Example: xccdf_org.cisecurity.benchmarks_rule_1.1.1_Create_Separate_Partition_for_tmp|company_policy_rule_42

A report can only have a single custom ID mapping associated with it; however, it can have multiple benchmarks and custom checks. When selecting the benchmarks and custom checks, be aware that a report is targeted to a single action group.

View Custom IDs in Interact

  1. Obtain the hash for the custom ID for a report by clicking on the report name on the Compliance Reports page and expanding More Details. You can click to copy the hash.
  2. In Interact, ask the question that matches the engine type such as Get Comply - CIS-CAT Results from all machines and paste the hash in the Comply bundle hash field.

  3. Use the appropriate Comply sensor for the engine type:

    • Comply - CIS-CAT Results
    • Comply - JovalCM Results
    • Comply - SCC Results
  4. Click Ask Question.
  5. The Custom ID column in the results grid shows any custom IDs for compliance benchmarks.

Export custom check or ID mapping

In order to view, edit, or reuse a custom check or ID mapping, you can export it by doing the following:

  1. On the Setup > Compliance page, click the Custom Checks tab.

  2. Select a custom check and click Export . You will select this exported file from the other Tanium console.
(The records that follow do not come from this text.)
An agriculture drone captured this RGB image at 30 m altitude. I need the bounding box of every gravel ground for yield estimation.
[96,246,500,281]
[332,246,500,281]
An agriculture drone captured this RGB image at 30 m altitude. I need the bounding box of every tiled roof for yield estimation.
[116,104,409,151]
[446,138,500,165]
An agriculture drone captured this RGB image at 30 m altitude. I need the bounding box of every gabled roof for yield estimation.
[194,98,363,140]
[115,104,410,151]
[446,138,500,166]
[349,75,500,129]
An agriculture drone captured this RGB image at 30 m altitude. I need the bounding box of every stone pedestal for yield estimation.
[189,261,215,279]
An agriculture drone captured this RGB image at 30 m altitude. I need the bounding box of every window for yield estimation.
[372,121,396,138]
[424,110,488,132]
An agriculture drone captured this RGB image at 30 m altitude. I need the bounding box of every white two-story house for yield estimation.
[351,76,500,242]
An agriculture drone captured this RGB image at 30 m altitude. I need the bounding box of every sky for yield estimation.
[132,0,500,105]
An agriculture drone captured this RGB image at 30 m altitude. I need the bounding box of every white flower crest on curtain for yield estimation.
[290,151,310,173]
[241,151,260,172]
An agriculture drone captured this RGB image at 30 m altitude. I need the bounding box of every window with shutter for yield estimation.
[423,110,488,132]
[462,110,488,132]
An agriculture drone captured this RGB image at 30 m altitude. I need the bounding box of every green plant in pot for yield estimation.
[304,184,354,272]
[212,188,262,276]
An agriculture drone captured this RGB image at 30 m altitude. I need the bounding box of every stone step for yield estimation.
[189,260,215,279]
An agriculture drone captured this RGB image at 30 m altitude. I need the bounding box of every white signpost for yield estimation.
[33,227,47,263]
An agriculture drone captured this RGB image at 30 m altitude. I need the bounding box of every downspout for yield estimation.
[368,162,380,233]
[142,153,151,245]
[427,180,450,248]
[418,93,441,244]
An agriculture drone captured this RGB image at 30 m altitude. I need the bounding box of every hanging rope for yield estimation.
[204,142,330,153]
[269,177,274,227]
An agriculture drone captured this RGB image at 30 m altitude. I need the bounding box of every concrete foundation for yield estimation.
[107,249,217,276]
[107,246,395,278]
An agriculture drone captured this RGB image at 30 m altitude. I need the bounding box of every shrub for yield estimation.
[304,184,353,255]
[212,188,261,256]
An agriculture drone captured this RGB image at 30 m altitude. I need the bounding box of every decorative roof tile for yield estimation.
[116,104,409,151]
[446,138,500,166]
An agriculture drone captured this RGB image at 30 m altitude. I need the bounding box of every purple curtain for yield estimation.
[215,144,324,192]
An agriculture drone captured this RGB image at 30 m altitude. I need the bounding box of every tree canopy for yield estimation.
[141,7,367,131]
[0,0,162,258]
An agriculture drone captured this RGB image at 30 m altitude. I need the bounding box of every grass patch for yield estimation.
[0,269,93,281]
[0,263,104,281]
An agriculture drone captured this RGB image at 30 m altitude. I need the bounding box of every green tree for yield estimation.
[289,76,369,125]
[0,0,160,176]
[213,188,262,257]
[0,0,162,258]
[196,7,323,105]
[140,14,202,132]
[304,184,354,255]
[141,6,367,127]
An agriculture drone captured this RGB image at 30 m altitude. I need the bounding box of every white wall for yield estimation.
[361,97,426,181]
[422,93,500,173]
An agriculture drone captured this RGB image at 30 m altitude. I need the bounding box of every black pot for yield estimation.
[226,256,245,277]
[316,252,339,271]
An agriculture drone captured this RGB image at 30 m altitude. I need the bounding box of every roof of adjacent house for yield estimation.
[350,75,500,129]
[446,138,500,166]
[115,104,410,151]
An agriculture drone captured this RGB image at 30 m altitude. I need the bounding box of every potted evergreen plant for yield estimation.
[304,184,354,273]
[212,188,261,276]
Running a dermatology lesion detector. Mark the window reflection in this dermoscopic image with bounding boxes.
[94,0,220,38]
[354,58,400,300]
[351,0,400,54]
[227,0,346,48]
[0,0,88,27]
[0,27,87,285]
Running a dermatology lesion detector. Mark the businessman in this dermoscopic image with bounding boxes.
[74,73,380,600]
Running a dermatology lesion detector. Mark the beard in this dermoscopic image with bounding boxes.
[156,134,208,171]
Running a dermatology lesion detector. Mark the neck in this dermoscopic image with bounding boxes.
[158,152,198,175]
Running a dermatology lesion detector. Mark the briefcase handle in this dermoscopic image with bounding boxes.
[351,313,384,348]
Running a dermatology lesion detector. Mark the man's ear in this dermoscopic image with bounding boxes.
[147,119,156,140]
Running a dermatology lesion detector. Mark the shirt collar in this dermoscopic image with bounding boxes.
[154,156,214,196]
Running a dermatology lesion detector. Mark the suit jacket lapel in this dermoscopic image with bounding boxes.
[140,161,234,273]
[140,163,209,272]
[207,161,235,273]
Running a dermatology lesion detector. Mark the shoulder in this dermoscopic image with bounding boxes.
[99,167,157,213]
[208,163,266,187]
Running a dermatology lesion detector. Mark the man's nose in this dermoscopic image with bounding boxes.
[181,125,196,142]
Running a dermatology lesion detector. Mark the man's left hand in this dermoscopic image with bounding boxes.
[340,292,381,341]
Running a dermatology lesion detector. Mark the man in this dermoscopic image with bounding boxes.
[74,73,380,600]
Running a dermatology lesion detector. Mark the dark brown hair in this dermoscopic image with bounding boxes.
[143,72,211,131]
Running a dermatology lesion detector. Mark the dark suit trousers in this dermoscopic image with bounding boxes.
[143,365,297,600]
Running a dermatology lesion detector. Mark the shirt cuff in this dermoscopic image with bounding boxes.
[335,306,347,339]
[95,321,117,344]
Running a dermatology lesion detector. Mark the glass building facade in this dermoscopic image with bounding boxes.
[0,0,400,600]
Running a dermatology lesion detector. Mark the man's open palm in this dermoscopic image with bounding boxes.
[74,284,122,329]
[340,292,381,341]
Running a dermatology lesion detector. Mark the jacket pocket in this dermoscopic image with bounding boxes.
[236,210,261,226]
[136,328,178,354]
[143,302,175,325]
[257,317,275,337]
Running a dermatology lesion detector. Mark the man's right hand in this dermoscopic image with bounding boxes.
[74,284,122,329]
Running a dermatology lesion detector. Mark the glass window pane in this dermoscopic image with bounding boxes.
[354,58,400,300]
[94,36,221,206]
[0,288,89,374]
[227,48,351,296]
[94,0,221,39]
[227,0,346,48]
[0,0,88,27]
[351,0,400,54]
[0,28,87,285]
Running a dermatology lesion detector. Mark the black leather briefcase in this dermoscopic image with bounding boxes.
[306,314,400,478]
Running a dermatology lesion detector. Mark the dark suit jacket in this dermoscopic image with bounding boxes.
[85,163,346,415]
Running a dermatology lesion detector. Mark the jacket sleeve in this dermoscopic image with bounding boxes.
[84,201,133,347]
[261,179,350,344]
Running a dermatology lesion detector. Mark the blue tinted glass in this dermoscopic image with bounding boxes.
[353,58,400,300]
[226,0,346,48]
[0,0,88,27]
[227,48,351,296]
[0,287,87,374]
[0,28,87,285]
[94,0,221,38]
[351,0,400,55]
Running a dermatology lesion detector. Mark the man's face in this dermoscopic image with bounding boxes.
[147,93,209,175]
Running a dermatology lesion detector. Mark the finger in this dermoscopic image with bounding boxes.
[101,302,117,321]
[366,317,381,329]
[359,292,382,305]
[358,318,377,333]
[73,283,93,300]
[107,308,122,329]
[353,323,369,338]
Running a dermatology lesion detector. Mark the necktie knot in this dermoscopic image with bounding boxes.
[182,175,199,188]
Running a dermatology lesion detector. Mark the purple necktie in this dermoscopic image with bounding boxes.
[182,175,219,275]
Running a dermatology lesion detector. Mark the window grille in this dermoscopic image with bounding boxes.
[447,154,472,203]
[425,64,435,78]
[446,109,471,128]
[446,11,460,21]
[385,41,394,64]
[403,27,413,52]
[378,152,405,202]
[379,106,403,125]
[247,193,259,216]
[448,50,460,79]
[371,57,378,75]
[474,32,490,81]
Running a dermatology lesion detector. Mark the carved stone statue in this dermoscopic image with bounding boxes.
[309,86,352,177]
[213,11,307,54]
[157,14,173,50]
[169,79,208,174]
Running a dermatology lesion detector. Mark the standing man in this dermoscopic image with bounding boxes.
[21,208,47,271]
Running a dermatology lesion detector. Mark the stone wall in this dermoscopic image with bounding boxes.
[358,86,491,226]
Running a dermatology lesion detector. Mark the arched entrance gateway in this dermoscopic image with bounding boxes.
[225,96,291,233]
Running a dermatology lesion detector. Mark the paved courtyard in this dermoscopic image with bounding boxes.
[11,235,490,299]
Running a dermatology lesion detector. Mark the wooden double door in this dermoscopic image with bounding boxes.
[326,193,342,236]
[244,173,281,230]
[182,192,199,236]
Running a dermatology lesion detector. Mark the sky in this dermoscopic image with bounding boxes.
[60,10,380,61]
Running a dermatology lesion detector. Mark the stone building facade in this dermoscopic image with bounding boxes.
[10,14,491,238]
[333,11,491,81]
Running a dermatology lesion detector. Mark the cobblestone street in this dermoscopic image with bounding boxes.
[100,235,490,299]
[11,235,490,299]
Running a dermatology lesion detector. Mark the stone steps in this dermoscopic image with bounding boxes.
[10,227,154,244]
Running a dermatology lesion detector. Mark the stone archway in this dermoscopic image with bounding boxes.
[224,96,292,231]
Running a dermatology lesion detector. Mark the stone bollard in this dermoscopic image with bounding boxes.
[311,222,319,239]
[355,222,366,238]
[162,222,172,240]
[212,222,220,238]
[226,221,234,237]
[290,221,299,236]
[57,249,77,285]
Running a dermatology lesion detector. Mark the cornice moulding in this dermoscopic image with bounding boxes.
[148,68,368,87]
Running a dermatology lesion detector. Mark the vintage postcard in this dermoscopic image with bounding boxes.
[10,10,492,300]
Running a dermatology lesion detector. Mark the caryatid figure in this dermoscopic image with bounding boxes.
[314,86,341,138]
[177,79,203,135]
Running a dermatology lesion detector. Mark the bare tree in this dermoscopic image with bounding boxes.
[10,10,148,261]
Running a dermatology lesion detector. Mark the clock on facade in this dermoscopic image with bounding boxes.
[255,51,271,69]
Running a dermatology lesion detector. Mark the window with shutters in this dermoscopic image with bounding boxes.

  3. Log into the Tanium console where you want to import the custom check and navigate to the Custom Checks tab.

  4. Click the Create Check button.

  5. In the New Custom Check window, fill out the fields using the same information you entered for the exported file in the first Tanium console.

  6. Click Select File and choose the file you exported in the second step.

  7. Click Save.

If you have custom IDs to go along with the custom check, export and import them using the steps above, but from the Custom ID Mappings tab.